Dalam perspektif kedepan, diperlukan adanya upaya konkrit untuk memperbaiki mentalitas yang sedang memburuk. Langkah pertama adalah menumbuhkan rasa malu dikalangan pejabat dan politisi. Rasa malu ini meliputi malu berbuat kesalahan, malu tidak dapat menunaikan amanah dan kewajiban, malu menjadi kaya karena posisi, serta bentuk malu yang lain. Rasa malu juga harus ditujukan tidak hanya kepada masyarakat, namun juga kepada mitra kerja, keluarga, diri sendiri, serta kepada Tuhan. Bahkan dalam ajaran agama manapun, rasa malu ini sangat ditonjolkan, misalnya dalam HR. Imam Malik yang mengatakan bahwa "sesungguhnya semua agama itu punya moral, sedang moral Islam itu adalah malu". Dengan kata lain, mentalitas malu inilah yang harus kita bangun bersama untuk menggantikan mentalitas preman.

Kedua, secara prosedural, pemilihan Kepala Daerah, wakil rakyat, atau pejabat publik lainnya perlu diperketat dengan menekankan kepada calon yang memiliki kecerdasan intelektual, emosional, serta spiritual sekaligus. Fit and proper test perlu dilaksanakan oleh orang yang memiliki 3 macam kecerdasan tadi, sehingga dapat menghasilkan orang (pejabat/politisi) dengan kualitas yang lebih baik, atau minimal sama.

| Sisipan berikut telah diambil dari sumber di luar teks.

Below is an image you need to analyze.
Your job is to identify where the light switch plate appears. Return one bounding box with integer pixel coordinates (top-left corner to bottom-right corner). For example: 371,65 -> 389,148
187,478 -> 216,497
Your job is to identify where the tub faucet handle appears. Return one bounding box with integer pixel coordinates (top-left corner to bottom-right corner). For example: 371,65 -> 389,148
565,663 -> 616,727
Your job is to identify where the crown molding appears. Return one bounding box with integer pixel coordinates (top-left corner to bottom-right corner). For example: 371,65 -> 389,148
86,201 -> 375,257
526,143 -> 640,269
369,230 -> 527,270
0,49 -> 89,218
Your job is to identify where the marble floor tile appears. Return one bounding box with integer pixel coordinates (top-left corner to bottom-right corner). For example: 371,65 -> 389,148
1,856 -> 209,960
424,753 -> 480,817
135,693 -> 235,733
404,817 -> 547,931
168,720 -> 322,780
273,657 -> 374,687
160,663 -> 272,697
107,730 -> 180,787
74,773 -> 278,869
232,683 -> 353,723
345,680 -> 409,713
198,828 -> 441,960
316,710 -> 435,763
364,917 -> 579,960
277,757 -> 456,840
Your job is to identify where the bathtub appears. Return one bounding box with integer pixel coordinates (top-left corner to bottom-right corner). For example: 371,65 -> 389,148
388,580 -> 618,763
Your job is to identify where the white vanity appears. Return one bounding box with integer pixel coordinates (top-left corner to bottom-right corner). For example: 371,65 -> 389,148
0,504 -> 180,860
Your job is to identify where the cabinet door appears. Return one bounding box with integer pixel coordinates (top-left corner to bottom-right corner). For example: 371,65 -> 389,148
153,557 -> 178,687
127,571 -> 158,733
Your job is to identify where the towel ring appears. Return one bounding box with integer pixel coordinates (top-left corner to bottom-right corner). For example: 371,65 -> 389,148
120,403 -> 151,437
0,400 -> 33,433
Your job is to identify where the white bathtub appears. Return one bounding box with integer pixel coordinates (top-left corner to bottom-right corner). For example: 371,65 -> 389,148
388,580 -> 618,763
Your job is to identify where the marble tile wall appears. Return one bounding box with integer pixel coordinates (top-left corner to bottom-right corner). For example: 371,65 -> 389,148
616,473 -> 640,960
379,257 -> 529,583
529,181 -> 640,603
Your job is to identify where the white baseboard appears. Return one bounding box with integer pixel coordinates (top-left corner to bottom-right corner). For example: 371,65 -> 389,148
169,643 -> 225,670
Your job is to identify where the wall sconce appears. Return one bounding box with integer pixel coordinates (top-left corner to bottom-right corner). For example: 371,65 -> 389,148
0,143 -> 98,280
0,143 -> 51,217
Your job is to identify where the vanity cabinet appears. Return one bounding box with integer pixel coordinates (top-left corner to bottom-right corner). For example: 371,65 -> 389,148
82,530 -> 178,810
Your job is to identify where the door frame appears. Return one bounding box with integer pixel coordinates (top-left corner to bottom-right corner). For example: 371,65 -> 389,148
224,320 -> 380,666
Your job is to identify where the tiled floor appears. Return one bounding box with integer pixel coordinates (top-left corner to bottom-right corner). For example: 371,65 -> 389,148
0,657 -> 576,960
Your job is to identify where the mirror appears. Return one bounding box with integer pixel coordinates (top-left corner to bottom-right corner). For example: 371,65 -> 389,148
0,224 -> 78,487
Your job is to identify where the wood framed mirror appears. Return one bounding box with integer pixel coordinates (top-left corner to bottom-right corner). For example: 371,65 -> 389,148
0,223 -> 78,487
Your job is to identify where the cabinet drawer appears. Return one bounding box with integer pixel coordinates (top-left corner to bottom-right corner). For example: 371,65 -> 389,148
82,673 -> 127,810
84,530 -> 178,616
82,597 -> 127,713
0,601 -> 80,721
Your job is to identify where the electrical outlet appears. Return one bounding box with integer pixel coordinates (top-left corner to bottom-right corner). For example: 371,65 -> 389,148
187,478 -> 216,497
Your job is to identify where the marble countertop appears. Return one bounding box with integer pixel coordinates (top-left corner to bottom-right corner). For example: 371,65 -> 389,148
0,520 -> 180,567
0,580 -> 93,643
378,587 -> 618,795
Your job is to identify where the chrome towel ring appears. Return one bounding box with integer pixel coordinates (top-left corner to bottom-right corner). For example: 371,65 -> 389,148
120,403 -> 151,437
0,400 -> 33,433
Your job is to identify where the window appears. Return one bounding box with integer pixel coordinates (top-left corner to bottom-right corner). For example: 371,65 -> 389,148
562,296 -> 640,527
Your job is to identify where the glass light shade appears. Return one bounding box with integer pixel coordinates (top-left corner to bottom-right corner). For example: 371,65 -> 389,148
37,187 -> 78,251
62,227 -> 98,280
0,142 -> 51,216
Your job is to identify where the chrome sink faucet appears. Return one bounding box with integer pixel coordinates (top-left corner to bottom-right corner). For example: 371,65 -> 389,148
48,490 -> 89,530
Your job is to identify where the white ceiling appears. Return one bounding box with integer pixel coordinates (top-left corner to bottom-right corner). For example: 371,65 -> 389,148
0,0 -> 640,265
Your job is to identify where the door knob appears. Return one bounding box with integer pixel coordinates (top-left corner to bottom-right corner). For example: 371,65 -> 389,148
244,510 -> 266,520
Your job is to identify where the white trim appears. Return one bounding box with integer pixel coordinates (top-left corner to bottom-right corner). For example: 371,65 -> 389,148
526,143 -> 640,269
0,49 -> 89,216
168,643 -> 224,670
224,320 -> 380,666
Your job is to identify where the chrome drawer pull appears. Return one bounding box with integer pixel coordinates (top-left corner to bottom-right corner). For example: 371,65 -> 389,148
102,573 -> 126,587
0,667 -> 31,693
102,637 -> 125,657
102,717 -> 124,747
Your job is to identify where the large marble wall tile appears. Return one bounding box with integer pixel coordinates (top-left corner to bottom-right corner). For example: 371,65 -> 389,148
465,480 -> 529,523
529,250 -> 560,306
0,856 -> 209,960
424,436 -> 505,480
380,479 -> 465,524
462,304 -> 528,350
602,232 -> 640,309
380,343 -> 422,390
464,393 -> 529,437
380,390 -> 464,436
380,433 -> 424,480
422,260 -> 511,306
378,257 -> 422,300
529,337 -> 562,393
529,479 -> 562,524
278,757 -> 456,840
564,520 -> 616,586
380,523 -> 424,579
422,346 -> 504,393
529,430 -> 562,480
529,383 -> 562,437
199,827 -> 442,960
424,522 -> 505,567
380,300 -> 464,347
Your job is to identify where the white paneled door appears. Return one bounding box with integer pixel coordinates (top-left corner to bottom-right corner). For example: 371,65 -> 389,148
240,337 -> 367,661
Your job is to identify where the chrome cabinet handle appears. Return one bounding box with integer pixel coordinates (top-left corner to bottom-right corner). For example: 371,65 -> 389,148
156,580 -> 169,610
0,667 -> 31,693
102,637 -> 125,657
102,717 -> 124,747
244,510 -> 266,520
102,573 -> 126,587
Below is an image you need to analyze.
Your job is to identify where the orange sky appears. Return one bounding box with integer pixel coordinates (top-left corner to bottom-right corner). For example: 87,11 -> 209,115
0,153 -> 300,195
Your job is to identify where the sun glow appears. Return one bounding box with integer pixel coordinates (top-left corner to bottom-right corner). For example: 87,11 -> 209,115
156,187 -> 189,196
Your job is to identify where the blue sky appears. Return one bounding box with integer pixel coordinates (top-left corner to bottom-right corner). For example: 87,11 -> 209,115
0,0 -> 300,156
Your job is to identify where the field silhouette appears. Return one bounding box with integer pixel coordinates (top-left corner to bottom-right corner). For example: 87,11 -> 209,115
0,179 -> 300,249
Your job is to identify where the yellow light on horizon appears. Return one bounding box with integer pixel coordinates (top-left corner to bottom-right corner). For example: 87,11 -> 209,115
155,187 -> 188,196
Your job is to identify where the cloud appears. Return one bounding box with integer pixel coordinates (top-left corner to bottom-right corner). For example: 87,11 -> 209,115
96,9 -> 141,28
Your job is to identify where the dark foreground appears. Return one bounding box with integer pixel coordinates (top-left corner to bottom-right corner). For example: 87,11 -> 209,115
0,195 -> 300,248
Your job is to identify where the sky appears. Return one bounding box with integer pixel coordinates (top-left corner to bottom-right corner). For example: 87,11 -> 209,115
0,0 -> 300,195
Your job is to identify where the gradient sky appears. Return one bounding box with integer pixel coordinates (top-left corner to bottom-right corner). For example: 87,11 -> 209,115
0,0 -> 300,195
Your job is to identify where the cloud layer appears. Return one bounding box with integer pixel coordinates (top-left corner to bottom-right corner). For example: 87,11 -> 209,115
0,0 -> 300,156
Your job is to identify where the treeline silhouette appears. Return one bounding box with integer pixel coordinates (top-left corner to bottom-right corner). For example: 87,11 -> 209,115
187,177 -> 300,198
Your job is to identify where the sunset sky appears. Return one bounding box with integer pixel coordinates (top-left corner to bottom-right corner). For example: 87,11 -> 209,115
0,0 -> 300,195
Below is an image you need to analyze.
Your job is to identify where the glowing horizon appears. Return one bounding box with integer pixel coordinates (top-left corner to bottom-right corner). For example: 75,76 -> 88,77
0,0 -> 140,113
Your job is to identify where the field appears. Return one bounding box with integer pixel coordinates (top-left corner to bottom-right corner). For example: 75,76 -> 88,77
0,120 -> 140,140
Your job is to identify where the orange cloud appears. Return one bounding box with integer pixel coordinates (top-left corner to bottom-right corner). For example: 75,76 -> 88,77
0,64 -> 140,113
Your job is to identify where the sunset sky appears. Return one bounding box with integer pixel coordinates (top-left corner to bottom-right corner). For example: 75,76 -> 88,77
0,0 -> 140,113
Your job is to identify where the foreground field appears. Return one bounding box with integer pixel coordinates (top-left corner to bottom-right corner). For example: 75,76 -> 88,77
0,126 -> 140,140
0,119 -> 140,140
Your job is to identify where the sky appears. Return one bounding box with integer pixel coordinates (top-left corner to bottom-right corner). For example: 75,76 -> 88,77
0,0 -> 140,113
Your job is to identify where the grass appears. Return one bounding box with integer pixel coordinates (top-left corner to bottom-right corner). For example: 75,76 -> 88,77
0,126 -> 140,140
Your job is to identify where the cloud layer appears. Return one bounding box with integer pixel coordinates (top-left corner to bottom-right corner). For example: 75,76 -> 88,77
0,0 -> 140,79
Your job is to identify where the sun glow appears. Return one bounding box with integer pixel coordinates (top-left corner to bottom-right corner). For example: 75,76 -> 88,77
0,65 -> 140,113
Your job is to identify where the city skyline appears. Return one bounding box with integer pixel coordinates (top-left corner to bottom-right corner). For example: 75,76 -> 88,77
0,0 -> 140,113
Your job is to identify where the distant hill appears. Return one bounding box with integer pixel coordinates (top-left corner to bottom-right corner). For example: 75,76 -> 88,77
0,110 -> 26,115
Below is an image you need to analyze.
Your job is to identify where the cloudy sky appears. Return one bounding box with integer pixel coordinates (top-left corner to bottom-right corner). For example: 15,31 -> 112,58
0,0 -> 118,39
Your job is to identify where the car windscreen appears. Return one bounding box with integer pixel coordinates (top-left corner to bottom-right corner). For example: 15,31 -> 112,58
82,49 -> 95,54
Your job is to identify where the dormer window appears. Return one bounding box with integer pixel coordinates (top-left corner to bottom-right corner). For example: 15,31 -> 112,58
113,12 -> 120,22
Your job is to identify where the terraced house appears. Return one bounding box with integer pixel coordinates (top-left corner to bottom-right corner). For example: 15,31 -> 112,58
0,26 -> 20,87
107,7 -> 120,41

Akhirnya, untuk menjaga kewibawaan, perlu kiranya dibentuk suatu aturan, kode etik, atau semacam ‘tata tertib’ yang memberikan sanksi kepada setiap subyek hukum (individu maupun badan) yang melecehkan lembaga publik. Selama ini, aturan semacam itu baru diberlakukan untuk lembaga kepresidenan (termasuk simbol-simbol negara lainnya) dan lembaga peradilan (sebagai simbol keadilan dengan konsep contempt of court). Namun perlu digarisbawahi bahwa gagasan ini hanya layak untuk diperjuangkan sepanjang ada definisi dan cakupan yang tegas tentang konsep ‘pelecehan lembaga publik’ ini. Inilah beberapa agenda kita kedepan yang perlu dijalankan sebagai kelengkapan dari program reformasi secara total.

Tulisan ini dipublikasikan di Harian Suara Pembaruan, 13 Aagustus 2002.